La consommation? «Elle est faible: c’est environ celle d’un ordinateur portable, voire deux fois moins si on n’allume pas la plaque chauffante qui favorise l’adhérence du plastique», précise-t-il. Et le coût de ces machines bricolées oscille entre 300 et 600 francs, selon que des matériaux de récupération sont utilisés ou non. Les plans sont mis à disposition sur la plate-forme Thingiverse.

«Les prothèses de main sont un bon exemple d’objet utile que peut produire une imprimante 3D, poursuit Sébastien Mischler. Les enfants grandissent vite et ont besoin de plusieurs modèles, adaptés à leur taille. A cause de leur coût de plusieurs milliers de francs, beaucoup ne profitent jamais d’une prothèse, ou alors très tard. Dans le cadre du projet E-Nable, des bénévoles en fabriquent avec des imprimantes 3D pour les envoyer à des personnes qui en ont besoin.» L’initiative est notamment soutenue par Intel.

De l’autre côté de la vitrine, un jeune homme s’attarde devant les machines avant d’entrer pour les observer. «La première chose que j’ai cherchée à Genève, c’est un FabLab (ndlr: laboratoire de fabrication, un espace communautaire comparable aux ateliers d’autoréparation de vélos)», glisse Sergio Jaramillo, étudiant en master à la Haute Ecole d’art et de design (HEAD). «Je pensais que Genève, qui est tellement cosmopolite, en aurait un, comme la ville de Medellin en Colombie, d’où je viens. Mais il n’y en a pas. Un site parle d’un FabLab, mais il n’est pas vraiment ouvert.»

«Manque de volonté politique»

En réalité, ce laboratoire (fablabgeneve.com) existe depuis 2013 mais a toujours occupé des locaux provisoires, comme l’explique son responsable Romain Chappet, contacté par téléphone: «En ce moment, nous avons un emplacement grâce au coworking café des Voisins, mais il est en sous-sol et trop exigu.
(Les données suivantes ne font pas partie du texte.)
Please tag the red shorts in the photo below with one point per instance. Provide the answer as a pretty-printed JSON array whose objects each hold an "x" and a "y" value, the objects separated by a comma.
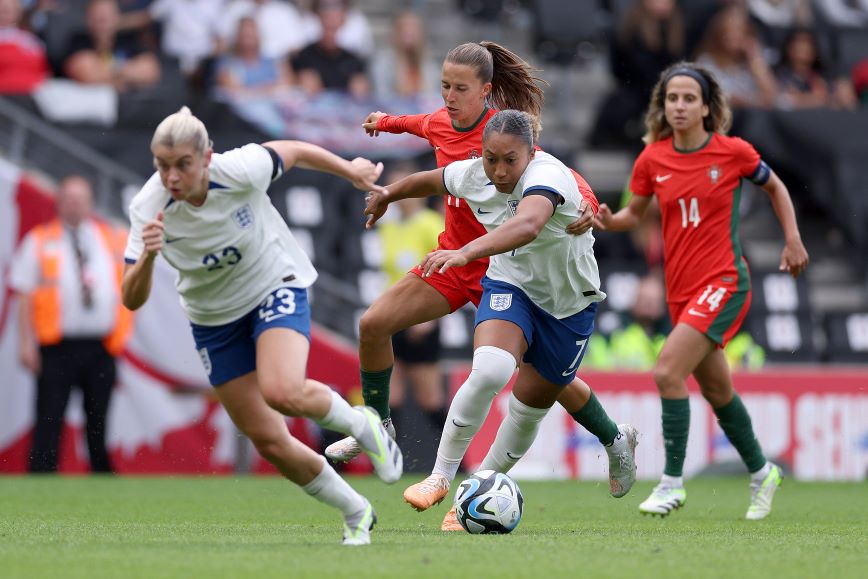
[
  {"x": 716, "y": 311},
  {"x": 458, "y": 285}
]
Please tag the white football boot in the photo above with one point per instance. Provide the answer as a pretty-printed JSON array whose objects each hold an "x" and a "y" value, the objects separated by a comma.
[
  {"x": 346, "y": 449},
  {"x": 762, "y": 493},
  {"x": 360, "y": 534},
  {"x": 663, "y": 500},
  {"x": 384, "y": 452},
  {"x": 622, "y": 461}
]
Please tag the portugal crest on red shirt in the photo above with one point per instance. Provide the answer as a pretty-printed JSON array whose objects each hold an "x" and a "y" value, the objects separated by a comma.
[{"x": 714, "y": 174}]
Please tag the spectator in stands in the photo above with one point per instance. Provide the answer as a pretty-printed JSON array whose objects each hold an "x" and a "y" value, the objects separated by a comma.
[
  {"x": 324, "y": 65},
  {"x": 407, "y": 239},
  {"x": 245, "y": 71},
  {"x": 844, "y": 12},
  {"x": 103, "y": 55},
  {"x": 800, "y": 73},
  {"x": 649, "y": 38},
  {"x": 72, "y": 324},
  {"x": 23, "y": 64},
  {"x": 781, "y": 13},
  {"x": 281, "y": 27},
  {"x": 732, "y": 52},
  {"x": 354, "y": 34},
  {"x": 189, "y": 29},
  {"x": 403, "y": 68}
]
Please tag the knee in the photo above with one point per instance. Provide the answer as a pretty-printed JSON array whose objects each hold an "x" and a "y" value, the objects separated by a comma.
[
  {"x": 287, "y": 398},
  {"x": 492, "y": 368},
  {"x": 270, "y": 447},
  {"x": 717, "y": 394},
  {"x": 372, "y": 326},
  {"x": 666, "y": 378}
]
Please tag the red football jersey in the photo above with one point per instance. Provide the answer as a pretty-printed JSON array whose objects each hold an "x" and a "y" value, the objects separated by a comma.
[
  {"x": 450, "y": 144},
  {"x": 699, "y": 193},
  {"x": 453, "y": 144}
]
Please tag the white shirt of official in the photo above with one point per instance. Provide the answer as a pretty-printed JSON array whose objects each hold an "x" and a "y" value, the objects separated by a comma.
[
  {"x": 76, "y": 320},
  {"x": 231, "y": 252},
  {"x": 557, "y": 271}
]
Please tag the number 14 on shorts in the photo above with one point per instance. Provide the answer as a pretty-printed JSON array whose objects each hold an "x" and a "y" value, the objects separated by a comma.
[{"x": 712, "y": 296}]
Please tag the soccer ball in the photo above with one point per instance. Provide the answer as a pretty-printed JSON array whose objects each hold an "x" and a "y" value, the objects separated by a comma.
[{"x": 488, "y": 502}]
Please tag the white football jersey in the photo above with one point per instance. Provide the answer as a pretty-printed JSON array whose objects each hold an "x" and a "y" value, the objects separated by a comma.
[
  {"x": 557, "y": 271},
  {"x": 233, "y": 250}
]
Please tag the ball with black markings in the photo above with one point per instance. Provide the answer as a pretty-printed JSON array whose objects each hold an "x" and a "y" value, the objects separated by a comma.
[{"x": 488, "y": 502}]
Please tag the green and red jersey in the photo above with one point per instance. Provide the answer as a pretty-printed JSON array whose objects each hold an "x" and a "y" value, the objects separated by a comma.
[{"x": 699, "y": 192}]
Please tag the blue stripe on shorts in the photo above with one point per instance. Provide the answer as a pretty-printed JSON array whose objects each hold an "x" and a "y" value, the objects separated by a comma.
[
  {"x": 229, "y": 351},
  {"x": 555, "y": 347}
]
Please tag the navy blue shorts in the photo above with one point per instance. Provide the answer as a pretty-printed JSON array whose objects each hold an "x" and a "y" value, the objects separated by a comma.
[
  {"x": 555, "y": 347},
  {"x": 229, "y": 351}
]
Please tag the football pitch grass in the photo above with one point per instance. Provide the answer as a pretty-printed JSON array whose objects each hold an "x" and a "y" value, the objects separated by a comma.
[{"x": 265, "y": 527}]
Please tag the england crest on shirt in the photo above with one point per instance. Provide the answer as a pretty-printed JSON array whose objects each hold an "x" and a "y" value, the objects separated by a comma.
[
  {"x": 500, "y": 302},
  {"x": 243, "y": 217},
  {"x": 714, "y": 174},
  {"x": 206, "y": 360}
]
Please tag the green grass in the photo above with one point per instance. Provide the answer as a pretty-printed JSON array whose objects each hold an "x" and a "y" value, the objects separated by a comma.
[{"x": 266, "y": 527}]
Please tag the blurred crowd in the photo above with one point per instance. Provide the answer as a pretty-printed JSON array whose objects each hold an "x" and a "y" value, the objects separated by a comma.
[
  {"x": 310, "y": 69},
  {"x": 271, "y": 58},
  {"x": 766, "y": 54}
]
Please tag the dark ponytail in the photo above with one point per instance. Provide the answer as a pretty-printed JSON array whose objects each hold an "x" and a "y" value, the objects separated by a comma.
[{"x": 513, "y": 84}]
Neuchâtel et Zurich ont des FabLab qui tournent à plein régime. Mais à Genève, cela ne fonctionne pas, à cause d’un manque de volonté politique et de la difficulté de trouver des locaux.»

Après l’exposition, l’objectif est de trouver un lieu de 100 à 150 m2 pour créer un nouveau FabLab. Romain Chappet, assistant à la HEAD, prévoit de s’associer à Sébastien Mischler et Mathieu Jacquesson: «C’est un gros manque à Genève. Ce lieu permettra de rassembler nos machines et nos compétences.» Sébastien Mischler a exercé le métier d’électricien pendant quinze ans avant de consacrer 100% de son temps à créer des programmes et outils libres. De son côté, Mathieu Jacquesson est spécialiste en marketing et passionné par l’entrepreneuriat social.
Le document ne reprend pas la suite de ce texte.